Timing and Memory Telemetry on GPUs for AI Governance

The rapid expansion of GPU-accelerated computing has enabled major advances in large-scale artificial intelligence (AI), while heightening concerns about how accelerators are observed or governed once deployed. Governance is essential to ensure that large-scale compute infrastructure is not silently repurposed for training models, circumventing usage policies, or operating outside legal oversight. Because current GPUs expose limited trusted telemetry and can be modified or virtualized by adversaries, we explore whether compute-based measurements can provide actionable signals of utilization when host and device are untrusted. We introduce a measurement framework that leverages architectural characteristics of modern GPUs to generate timing- and memory-based observables that correlate with compute activity. Our design draws on four complementary primitives: (1) a probabilistic, workload-driven mechanism inspired by Proof-of-Work (PoW) to expose parallel effort, (2) sequential, latency-sensitive workloads derived via Verifiable Delay Functions (VDFs) to characterize scalar execution pressure, (3) General Matrix Multiplication (GEMM)-based tensor-core measurements that reflect dense linear-algebra throughput, and (4) a VRAM-residency test that distinguishes on-device memory locality from off-chip access through bandwidth-dependent hashing. These primitives provide statistical and behavioral indicators of GPU engagement that remain observable even without trusted firmware, enclaves, or vendor-controlled counters. We evaluate their responses to contention, architectural alignment, memory pressure, and power overhead, showing that timing shifts and residency latencies reveal meaningful utilization patterns.
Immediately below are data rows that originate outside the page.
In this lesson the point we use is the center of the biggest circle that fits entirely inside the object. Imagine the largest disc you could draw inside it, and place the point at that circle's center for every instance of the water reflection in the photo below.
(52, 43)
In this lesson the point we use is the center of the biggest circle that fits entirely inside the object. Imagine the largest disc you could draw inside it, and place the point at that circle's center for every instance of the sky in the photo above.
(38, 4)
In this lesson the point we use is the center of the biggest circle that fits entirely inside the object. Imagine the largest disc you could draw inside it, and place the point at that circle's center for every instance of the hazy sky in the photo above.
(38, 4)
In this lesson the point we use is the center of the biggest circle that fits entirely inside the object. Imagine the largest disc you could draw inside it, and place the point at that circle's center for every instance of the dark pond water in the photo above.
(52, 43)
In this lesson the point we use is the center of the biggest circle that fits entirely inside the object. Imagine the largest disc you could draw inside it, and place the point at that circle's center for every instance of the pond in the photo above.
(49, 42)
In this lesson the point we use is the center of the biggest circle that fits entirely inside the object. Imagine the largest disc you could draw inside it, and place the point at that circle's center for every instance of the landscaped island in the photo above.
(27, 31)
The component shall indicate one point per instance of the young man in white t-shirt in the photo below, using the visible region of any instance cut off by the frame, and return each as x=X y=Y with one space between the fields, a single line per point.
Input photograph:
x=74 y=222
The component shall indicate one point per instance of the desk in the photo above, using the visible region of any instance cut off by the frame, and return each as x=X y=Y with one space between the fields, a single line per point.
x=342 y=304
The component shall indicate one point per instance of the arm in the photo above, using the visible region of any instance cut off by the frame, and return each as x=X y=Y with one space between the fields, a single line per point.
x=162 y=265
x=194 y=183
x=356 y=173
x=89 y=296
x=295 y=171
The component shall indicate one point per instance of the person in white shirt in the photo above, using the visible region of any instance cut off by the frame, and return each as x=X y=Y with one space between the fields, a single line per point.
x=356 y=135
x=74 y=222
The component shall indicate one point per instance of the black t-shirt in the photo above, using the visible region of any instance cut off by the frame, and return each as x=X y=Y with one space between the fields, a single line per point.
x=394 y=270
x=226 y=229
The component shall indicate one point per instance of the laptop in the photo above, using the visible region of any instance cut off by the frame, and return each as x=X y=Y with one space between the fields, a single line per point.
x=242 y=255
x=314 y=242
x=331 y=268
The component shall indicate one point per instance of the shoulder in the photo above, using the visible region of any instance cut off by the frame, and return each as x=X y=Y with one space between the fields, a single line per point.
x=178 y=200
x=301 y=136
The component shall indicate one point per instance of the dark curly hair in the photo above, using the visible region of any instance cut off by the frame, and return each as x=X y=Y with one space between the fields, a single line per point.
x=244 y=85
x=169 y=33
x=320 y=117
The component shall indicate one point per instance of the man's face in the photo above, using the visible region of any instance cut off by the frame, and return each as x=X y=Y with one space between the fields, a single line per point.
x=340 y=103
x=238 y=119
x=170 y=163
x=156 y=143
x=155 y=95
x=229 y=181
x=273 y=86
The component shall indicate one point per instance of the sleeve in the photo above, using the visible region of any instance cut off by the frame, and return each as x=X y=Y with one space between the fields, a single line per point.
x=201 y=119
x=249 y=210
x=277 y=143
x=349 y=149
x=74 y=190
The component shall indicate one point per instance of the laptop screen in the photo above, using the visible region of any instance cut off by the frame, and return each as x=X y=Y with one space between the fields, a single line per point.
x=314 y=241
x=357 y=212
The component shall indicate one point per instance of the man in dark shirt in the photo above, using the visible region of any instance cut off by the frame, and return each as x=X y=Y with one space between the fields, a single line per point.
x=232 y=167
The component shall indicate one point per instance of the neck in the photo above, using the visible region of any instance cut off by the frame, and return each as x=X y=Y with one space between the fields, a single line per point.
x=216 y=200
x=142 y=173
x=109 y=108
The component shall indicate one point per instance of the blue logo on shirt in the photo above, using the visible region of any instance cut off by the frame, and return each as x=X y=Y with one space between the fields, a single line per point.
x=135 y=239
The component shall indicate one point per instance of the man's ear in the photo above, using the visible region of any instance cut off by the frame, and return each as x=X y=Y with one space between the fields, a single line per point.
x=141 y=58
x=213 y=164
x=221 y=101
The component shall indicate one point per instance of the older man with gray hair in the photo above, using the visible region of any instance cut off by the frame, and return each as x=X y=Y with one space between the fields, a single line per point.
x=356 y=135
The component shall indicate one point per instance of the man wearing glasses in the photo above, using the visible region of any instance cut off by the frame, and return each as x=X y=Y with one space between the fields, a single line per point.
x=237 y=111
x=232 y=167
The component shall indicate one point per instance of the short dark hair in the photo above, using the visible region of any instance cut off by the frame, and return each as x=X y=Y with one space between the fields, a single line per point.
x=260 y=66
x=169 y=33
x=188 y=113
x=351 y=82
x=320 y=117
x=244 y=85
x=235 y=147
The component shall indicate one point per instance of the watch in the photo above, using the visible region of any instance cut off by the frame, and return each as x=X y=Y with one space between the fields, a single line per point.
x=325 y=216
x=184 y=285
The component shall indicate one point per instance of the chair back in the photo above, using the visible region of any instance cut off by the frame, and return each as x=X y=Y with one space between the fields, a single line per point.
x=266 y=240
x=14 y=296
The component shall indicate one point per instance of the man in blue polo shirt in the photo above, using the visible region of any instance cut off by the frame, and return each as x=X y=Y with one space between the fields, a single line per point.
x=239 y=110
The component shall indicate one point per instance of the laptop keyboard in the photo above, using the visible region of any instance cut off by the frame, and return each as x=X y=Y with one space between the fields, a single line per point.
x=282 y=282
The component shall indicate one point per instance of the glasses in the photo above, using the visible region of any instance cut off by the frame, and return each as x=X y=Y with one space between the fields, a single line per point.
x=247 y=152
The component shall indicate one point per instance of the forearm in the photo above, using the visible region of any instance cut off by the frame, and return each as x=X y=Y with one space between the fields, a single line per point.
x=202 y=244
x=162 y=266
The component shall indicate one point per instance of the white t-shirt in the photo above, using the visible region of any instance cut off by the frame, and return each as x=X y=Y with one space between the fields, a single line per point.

Our results illustrate why compute-based telemetry can complement future accountability mechanisms by exposing architectural signals relevant to post-deployment GPU governance.

翻译：GPU 加速计算的快速扩展推动了大规模人工智能（AI）领域的重大进展，同时也加剧了人们对加速器部署后如何被观测或治理的担忧。治理对于确保大规模计算基础设施不被暗中重新用于训练模型、规避使用政策或在法律监管之外运行至关重要。由于当前 GPU 暴露的可信遥测信息有限，且可能被对手修改或虚拟化，我们探讨了在主机和设备均不可信的情况下，基于计算的测量是否能提供可操作的利用率信号。我们引入了一种测量框架，该框架利用现代 GPU 的架构特性，生成与计算活动相关的基于时序和内存的可观测指标。我们的设计借鉴了四种互补的基元：（1）一种受工作量证明（PoW）启发的概率性、工作负载驱动的机制，用于暴露并行计算努力；（2）通过可验证延迟函数（VDF）衍生的顺序性、延迟敏感型工作负载，用于表征标量执行压力；（3）基于通用矩阵乘法（GEMM）的张量核心测量，反映密集线性代数吞吐量；（4）一种 VRAM 驻留测试，通过依赖于带宽的哈希运算区分设备内存局部性与片外访问。这些基元提供了 GPU 参与度的统计和行为指标，即使在没有可信固件、安全飞地或供应商控制的计数器的情况下仍可观测。我们评估了它们在竞争、架构对齐、内存压力和功耗开销下的响应，表明时序偏移和驻留延迟能够揭示有意义的利用率模式。我们的结果说明了基于计算的遥测技术如何通过暴露与部署后 GPU 治理相关的架构信号，来补充未来的问责机制。